This dessert can be considered semi-trifle and semi-tiramisu. It certainly is reminiscent of a tiramisu because of the cream cheese, lady finger, and coffee aspects. However it is vamped up several volumes by layering these ingredients with brownies and espresso home made custard.
So the espresso custard on its own is pretty phenomenal. As are the brownies, as is the tiramisu. But combined and layered all together for a special gathering or occasion is well worth a venture.
1 8-inch square brownie
16 pc. lady fingers
For the coffee custard:
8 egg yolks
8 tsp. cornflour
4 Tbsp sugar
4 cups milk
2 Tbsp espresso powder
For the creamy cheese:
450g cream cheese
1 cup powder sugar
1 cup whipping cream
1/4 tsp salt
Make the brownies and custard in advance (can be the day before).

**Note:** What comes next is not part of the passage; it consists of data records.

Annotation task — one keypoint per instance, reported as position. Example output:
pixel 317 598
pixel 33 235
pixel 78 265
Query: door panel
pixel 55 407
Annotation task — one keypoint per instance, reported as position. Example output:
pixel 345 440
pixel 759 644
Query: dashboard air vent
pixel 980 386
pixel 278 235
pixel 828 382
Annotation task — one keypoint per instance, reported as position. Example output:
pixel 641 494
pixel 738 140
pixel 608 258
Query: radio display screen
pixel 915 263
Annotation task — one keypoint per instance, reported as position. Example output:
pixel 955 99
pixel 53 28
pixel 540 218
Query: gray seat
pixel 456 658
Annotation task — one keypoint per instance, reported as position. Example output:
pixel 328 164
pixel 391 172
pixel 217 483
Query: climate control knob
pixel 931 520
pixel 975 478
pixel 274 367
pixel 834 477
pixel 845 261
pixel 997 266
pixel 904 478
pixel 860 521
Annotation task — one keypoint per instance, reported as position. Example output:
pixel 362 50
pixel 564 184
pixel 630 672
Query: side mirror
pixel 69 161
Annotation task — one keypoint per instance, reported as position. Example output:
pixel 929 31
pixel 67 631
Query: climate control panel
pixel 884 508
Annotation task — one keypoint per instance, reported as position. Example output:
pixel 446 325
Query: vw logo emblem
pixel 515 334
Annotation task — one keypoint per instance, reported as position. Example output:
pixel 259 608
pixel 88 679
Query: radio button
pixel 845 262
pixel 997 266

To make the custard, heat the milk and espresso powder until steaming. Meanwhile, whisk the egg yolks, cornflour, and sugar in a bowl. Slowly stream in the hot millk into the egg yolk mixture WHISKING ALL THE WHILE to prevent the egg from curdling. Once incorporated, pour the mixture back into the saucepan and stir continuously over medium-high heat until the mixture thickens and coats the back of a spoon. Pour the mixture through a sieve into a bowl and while still hot cover with plastic wrap, pressing to make contact with the surface to prevent a skin from forming. Refrigerate overnight.
Next day, chop the brownies to bit-size cubes. Make the cream cheese mixture by whisking the cream cheese, powder sugar, whipping cream, and salt until thick and creamy.
In a trifle dish, layer half the brownies to cover the bottom, followed by half the coffee custard. followed by a layer using half the lady fingers, followed by half the cream cheese mixture. Repeat the same layering sequence with the remaining ingredients.
Dust the top with cocoa powder or coffee granules.
Refrigerate for at least 4 hours or overnight before serving chilled.